Monthly Budgets: Saving Enough
You’ve heard about budgets. You’ve seen budgets. You’ve been told to make a monthly budget. It’s a tragic irony, but after all that, most can’t. Despite the ease of conceptualizing a budget, complying tests a different skillset: self-control.

Mint.com is an incredible development in money management, but it’s just the start. These services aid in the monitoring of spending, but don’t manufacture self-control. To create and follow a monthly budget, behavioral restructuring must take place. Over the course of this article, I’ll help you create a budget and then change your decision-making to follow that new plan.

How to Create a Monthly Budget

Monthly Budgets: ScreenshotCreating a monthly budget goes back to basic accounting skills. It’s a simple equation: What you spend must be less than you take in. But despite the brevity, it’s the most important foundation to revolutionizing your bottom line. In 5 short steps, you’ll have your budget ready.

1. Where is your money going?

This can be the most time-consuming part. Track your expenses and write down the totals. For me, my tracking is all online, which makes the process relatively effortless.

A couple months ago, before I started this site, I was eating out far too much. The realization and behavioral restructuring to pack lunches saved me about $300 a month. Just looking at where your money is flowing is the first step to success.

2. Pick your poison program

Whether you choose to use Excel or Google Drive/Docs for spreadsheets, it won’t matter that much. My recommendation is to store it with Google because the portability and accessibility allows me to check how I’m doing on the go.

Get comfortable with the basic functions of spreadsheet apps. Most offer powerful mathematical tools that few know how to use. Totaling numbers and columns can make your budget update automatically and respond instantly to changes each month. Again, this is why a strong budget is essential to balancing the spending. (Here’s what formulas look like: =(B21+B22-B19))
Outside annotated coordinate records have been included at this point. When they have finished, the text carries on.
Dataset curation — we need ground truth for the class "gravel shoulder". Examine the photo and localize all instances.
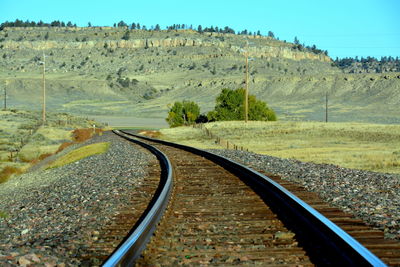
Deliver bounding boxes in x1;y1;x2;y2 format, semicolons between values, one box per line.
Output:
208;149;400;240
0;132;155;266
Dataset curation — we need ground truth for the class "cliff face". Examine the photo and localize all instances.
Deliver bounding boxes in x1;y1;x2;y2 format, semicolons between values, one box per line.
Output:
3;38;332;62
0;27;331;62
0;28;400;123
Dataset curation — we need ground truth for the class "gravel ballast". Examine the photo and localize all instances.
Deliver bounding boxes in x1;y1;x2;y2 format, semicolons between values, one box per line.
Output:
209;150;400;240
0;132;155;266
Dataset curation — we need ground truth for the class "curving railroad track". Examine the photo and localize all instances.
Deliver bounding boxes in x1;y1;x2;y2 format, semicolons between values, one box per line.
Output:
97;131;400;266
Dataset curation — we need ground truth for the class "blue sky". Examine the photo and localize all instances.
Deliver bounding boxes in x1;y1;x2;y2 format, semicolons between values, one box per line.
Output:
0;0;400;58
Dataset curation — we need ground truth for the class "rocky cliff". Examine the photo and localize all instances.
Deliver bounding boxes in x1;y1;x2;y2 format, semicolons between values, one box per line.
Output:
0;27;400;123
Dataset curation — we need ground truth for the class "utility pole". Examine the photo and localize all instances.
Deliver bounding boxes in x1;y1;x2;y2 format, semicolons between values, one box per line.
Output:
244;42;249;123
42;52;46;125
325;92;328;122
4;81;7;110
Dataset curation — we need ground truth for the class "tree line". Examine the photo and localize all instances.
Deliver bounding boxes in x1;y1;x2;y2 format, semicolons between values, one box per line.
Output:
166;88;277;127
332;56;400;73
0;19;328;55
0;19;77;30
0;19;275;38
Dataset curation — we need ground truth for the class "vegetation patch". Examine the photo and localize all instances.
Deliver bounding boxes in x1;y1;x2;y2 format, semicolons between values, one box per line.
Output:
48;142;110;168
0;166;22;184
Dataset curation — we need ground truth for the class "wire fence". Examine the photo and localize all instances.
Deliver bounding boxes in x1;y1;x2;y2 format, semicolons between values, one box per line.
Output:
193;123;249;151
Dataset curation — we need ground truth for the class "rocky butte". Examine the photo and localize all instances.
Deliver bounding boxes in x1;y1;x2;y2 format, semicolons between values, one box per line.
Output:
0;27;400;123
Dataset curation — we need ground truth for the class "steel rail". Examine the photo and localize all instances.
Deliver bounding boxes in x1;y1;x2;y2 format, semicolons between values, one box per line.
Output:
121;131;386;266
102;130;173;267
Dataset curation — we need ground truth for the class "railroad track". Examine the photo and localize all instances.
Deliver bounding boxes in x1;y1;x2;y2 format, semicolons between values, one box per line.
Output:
104;131;400;266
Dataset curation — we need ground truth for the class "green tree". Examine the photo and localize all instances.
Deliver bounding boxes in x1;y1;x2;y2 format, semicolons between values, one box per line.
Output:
268;31;275;38
122;30;130;41
207;88;276;121
166;100;200;127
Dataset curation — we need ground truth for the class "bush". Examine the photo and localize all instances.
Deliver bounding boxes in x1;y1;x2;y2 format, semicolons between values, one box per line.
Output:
0;166;22;183
166;100;200;127
207;88;277;121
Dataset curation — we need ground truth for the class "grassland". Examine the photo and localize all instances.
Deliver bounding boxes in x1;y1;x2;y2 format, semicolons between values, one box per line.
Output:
161;121;400;176
0;110;103;183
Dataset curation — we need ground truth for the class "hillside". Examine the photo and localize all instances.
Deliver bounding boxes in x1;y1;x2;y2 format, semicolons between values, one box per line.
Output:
0;27;400;123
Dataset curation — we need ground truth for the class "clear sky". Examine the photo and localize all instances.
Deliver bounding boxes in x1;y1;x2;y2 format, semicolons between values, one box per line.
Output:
0;0;400;58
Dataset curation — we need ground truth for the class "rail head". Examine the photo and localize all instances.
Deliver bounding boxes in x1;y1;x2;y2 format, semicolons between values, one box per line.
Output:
122;131;386;266
102;130;173;267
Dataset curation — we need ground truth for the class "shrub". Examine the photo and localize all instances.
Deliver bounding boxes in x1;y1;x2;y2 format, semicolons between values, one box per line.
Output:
207;88;277;121
0;166;22;183
166;100;200;127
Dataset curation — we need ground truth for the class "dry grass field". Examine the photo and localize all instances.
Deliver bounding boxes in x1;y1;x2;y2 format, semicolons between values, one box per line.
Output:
161;121;400;176
0;109;103;183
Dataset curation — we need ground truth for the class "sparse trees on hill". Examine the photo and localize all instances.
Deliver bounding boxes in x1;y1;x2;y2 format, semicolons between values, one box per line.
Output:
118;20;128;27
207;88;276;121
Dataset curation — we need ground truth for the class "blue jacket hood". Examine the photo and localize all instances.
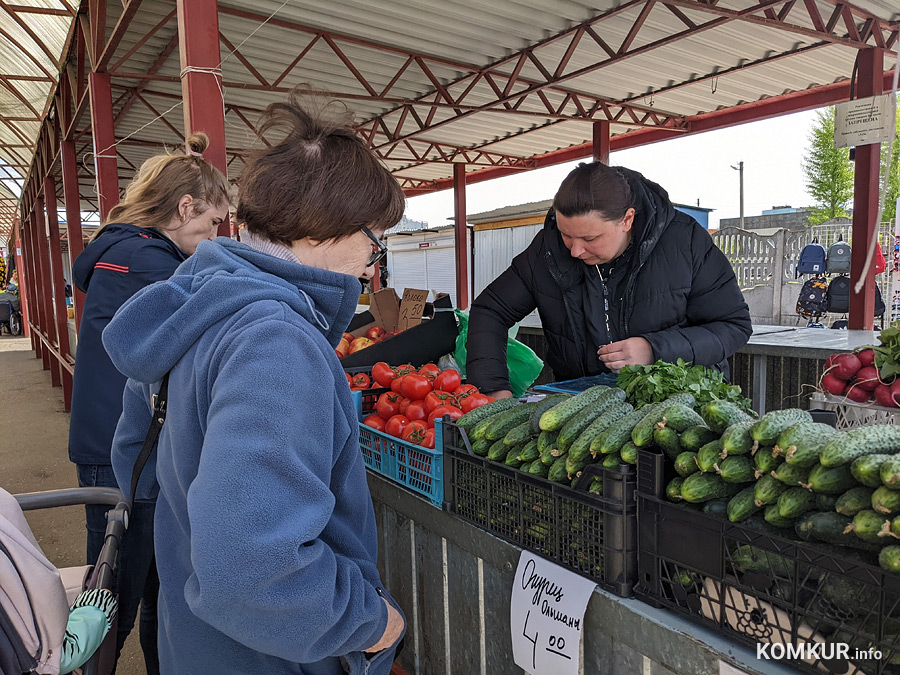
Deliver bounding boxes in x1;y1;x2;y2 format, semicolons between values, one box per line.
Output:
103;237;361;383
3. List the monthly essentials

By examining your monthly spending, some basic categories should emerge. Follow these and remember what your regular bills are. For me, this includes rent, food, car loan, debt repayment (student loans), utilities, car insurance, health insurance, dental insurance, tuition (graduate school), and gas. To better understand how my money flows, I include tax withholding at the state and federal levels, but this is hardly necessary if you know your total take-home pay.

4. Input values from last month

Now that you’ve created the basic categories and totaled the dollar amounts for each, just input them into the spreadsheet. Create a spreadsheet function that totals this new column of costs.

5. Input expected income and subtract costs to establish budget

Like I said, I put total income here (before tax withholding). Whatever you choose, this number should be subtracted by the associated costs from step 4. Now you have the basic surplus or deficit. The questions about cutting costs or becoming more frugal in some parts of your life are up to you. The key to abolishing your debt is not only balancing the budget, but creating conditions for a surplus.

How to Follow a Monthly Budget


If you made it this far, you’re well on your way to saving more. The key now is to change your traditional spending patterns. Unfortunately, this is where most people falter.

There’s a form of therapy called CBT (Cognitive Behavioral Therapy). Essentially, this enables thought and action changes in direction. That’s what will be doing. Following any sort of behavioral change requires significant preparation and work. These are 3 important tips for following that new budget.

1. Where do you splurge, slip up, etc.?

Be honest: Where are the holes in your budget? When you actually ask what’s necessary versus desired, there’s usually a gap. Closing this gap is key to living the frugal life. Maybe you can’t change your apartment rent, but you likely can eat out less. By the end of this search, you should have identified at least one action you want to accomplish.

2. What positive action can replace this?

When I want to eat out for lunch, I must find a positive alternative. This is key to modifying behavior. What can I do that allays the desire to eat out? This action will differ for everyone, but the common root is preparation. The times that I wanted to eat out, I was hungry. By suppressing my hunger, I can effectively reduce the urge to splurge. The solution? Now I carry energy bars nearly everywhere I go.

3. What positive punishments can be established to prevent future spending?

Preparative accountability is also important. Who will hold you accountable for the actions you make? As social creatures, this should encourage healthier behavior and spending prevention when the right people are requested for your help. Ask a trusted friend to become a benefactor to your bad behavior. For instance, I could ask a friend to hold me accountable for eating out. Their reward? If I slip up, I owe them $10 (about the cost of another lunch). This punishment and social accountability is key to changing behaviors.